Forum to discuss Enterprise security using HPE Aruba Networking NAC solutions (ClearPass), Introspect, VIA, 360 Security Exchange, Extensions, and Policy Enforcement Firewall (PEF).
Back to discussions
Expand all | Collapse all

ClearPass Intune Extension HTTP Computed Attributes

This thread has been viewed 71 times

  • 1.  ClearPass Intune Extension HTTP Computed Attributes

    MVP
    Posted Oct 29, 2021 09:32 AM
    Hi everyone,

    I have several clients, which are deployed the same way, but when in the access tracker some clients have the computed attributes from Endpoint Database and some not:

    Client1:

    Client2:


    Any ideas why some clients doesn´t fetch the computed attributes from the endpoint database?

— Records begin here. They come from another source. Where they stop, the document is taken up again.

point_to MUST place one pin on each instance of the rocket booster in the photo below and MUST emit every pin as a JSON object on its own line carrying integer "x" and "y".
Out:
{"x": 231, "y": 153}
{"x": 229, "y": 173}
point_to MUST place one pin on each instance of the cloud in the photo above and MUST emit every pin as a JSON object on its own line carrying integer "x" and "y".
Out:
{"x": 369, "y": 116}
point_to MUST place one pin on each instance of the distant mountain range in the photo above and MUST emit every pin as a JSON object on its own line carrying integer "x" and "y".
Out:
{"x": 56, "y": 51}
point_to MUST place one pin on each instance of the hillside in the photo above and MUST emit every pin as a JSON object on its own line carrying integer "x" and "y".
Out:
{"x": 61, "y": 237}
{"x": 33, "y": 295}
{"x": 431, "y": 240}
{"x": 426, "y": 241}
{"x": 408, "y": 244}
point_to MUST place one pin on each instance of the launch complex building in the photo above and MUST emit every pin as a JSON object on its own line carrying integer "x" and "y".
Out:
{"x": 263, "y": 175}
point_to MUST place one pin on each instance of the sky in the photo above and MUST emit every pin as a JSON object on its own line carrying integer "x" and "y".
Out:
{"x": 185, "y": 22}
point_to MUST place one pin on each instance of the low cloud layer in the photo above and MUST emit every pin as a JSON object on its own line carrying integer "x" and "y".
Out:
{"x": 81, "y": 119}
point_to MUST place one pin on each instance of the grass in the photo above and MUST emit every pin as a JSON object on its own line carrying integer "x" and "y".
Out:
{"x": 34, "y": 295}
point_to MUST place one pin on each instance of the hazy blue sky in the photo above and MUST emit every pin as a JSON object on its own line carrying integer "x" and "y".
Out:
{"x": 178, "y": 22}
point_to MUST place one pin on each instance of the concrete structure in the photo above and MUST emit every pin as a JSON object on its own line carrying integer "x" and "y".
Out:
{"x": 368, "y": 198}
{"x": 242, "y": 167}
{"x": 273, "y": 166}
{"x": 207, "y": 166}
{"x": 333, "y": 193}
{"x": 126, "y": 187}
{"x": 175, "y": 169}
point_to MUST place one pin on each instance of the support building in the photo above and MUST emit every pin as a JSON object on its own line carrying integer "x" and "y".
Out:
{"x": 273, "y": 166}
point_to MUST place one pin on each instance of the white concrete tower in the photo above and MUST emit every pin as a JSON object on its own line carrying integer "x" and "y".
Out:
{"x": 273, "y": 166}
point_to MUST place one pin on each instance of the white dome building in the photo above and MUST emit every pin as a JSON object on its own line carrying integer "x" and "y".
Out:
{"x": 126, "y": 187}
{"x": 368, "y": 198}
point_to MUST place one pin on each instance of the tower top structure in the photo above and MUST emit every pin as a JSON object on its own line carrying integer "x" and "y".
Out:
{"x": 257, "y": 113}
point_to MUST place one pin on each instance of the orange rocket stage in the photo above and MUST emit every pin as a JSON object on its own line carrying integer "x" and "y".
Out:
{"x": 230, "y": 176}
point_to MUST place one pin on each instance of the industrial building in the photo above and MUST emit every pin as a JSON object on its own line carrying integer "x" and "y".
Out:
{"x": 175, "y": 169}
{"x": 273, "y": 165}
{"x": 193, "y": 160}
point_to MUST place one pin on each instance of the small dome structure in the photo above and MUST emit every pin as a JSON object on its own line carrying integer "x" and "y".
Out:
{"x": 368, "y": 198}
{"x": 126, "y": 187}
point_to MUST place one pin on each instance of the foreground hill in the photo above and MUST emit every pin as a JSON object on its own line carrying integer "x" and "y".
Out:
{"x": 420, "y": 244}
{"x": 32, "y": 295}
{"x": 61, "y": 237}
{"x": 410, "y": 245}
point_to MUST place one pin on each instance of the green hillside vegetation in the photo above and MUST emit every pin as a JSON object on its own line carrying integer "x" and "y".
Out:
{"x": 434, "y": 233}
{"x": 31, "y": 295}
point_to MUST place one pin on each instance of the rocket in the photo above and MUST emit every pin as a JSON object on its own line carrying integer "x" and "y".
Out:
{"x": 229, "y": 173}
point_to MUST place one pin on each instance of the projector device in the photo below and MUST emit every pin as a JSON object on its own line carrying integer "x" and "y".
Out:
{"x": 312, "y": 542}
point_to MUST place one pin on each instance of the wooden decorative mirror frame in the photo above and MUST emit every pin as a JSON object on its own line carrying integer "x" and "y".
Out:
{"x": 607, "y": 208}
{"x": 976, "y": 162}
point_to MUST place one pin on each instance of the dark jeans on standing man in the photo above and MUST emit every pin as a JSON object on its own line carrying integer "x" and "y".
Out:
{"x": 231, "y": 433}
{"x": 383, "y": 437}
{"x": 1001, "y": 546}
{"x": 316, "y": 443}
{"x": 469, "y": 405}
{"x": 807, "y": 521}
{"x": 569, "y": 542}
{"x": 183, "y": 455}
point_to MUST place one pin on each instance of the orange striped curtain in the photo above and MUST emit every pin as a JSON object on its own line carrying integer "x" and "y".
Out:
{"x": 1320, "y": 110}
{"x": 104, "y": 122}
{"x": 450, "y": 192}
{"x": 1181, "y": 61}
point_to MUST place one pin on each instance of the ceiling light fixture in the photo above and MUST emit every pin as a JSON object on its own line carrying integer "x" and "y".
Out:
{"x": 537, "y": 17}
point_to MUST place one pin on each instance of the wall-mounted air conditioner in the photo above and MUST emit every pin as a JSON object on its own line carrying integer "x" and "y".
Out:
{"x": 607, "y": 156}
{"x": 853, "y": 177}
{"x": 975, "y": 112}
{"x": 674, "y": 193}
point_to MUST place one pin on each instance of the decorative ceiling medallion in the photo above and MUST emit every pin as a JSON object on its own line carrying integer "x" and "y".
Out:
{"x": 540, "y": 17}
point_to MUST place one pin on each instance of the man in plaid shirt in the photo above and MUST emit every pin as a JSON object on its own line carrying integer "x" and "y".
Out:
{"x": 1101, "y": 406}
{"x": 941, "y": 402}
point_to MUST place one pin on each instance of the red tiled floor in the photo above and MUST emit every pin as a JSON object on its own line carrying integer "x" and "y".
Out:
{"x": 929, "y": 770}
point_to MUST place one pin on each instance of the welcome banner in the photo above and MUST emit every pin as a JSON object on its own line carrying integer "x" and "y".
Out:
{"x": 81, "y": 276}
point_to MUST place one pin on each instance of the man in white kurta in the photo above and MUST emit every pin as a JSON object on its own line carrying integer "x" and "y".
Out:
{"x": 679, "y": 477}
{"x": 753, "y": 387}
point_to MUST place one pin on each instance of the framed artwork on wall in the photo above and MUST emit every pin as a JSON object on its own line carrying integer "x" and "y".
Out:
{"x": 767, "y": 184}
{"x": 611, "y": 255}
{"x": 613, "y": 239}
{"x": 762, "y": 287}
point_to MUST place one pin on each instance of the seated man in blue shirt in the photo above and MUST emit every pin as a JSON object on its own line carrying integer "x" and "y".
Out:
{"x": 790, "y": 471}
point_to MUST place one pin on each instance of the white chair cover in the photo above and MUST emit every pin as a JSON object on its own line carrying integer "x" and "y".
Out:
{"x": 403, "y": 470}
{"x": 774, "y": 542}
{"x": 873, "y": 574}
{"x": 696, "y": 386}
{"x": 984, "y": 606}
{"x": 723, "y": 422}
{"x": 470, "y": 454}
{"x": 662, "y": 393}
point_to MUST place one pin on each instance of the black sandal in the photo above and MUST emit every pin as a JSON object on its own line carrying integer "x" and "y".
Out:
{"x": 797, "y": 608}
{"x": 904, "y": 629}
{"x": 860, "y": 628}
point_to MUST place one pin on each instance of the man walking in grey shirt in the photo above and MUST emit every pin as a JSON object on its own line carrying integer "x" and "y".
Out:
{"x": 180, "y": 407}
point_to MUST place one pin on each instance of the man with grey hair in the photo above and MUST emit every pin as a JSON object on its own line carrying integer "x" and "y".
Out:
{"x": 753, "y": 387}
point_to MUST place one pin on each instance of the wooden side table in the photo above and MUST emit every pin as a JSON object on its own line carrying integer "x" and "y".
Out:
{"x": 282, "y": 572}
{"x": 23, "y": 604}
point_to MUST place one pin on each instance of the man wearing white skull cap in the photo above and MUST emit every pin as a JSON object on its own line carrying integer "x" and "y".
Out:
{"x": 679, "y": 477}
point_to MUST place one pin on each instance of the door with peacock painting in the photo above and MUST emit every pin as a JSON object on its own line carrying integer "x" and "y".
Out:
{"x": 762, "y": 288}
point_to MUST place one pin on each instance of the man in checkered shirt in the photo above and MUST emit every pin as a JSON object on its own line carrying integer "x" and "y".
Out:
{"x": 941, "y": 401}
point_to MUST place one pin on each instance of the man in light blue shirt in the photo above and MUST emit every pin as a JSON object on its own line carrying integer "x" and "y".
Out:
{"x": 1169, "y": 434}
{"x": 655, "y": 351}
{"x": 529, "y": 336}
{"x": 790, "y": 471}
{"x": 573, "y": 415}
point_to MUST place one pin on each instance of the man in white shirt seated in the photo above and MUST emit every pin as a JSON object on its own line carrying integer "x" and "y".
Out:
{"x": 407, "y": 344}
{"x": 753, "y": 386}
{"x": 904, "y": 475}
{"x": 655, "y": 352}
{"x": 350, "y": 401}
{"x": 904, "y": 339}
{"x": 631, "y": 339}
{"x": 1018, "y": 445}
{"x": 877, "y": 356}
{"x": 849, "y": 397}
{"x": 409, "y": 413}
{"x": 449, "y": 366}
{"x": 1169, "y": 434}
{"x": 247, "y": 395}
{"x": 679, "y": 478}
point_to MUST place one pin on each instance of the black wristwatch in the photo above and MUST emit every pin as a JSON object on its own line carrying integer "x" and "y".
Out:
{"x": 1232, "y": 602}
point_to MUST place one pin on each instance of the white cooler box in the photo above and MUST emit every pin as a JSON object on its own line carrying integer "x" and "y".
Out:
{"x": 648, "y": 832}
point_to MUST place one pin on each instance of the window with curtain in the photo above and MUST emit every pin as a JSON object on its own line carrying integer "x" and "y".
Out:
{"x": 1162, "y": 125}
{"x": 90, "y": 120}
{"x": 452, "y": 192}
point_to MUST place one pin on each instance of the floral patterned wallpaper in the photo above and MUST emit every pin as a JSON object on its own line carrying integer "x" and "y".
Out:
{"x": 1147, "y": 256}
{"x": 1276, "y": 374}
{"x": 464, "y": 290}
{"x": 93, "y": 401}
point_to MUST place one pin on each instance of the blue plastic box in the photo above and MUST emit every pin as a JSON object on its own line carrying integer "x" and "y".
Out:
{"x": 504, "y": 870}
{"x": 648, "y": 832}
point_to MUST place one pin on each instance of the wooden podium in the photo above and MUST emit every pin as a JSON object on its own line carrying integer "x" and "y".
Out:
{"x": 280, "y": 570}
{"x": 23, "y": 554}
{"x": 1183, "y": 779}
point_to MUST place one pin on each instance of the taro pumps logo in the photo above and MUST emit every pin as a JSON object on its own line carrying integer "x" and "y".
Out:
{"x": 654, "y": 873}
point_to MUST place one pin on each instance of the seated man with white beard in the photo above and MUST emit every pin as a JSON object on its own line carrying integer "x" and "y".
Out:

    ------------------------------
    Matthias Pohl
    ------------------------------


  • 2.  RE: ClearPass Intune Extension HTTP Computed Attributes

    Posted Nov 02, 2021 08:48 AM
    Hi Matthias,

    Can you please check if the device is connecting using the same mac-address that was used for enrolling via Intunes ?

    If devices are connecting using random mac-address, endpoint database would not list the intune attributes for it since Intunes doesn't have any information on this device

    ------------------------------
    Nitesh Singla
    ------------------------------

    Original Message


  • 3.  RE: ClearPass Intune Extension HTTP Computed Attributes

    Posted Nov 02, 2021 09:28 AM
    Hi Nitesh,

    I am experiencing similar issues where the device is listed in the endpoint databases with 2-3 MAC addresses.
    For instance:

    AA-AA-AA-AA-AA-6D       (Unknown client, empty attributes)
    AA-AA-AA-AA-AA-6E        (Incorrect one with outdated information from Intune with attributes)
    AA-AA-AA-AA-AA-6F       (Correct one with updated information from Intune with attributes)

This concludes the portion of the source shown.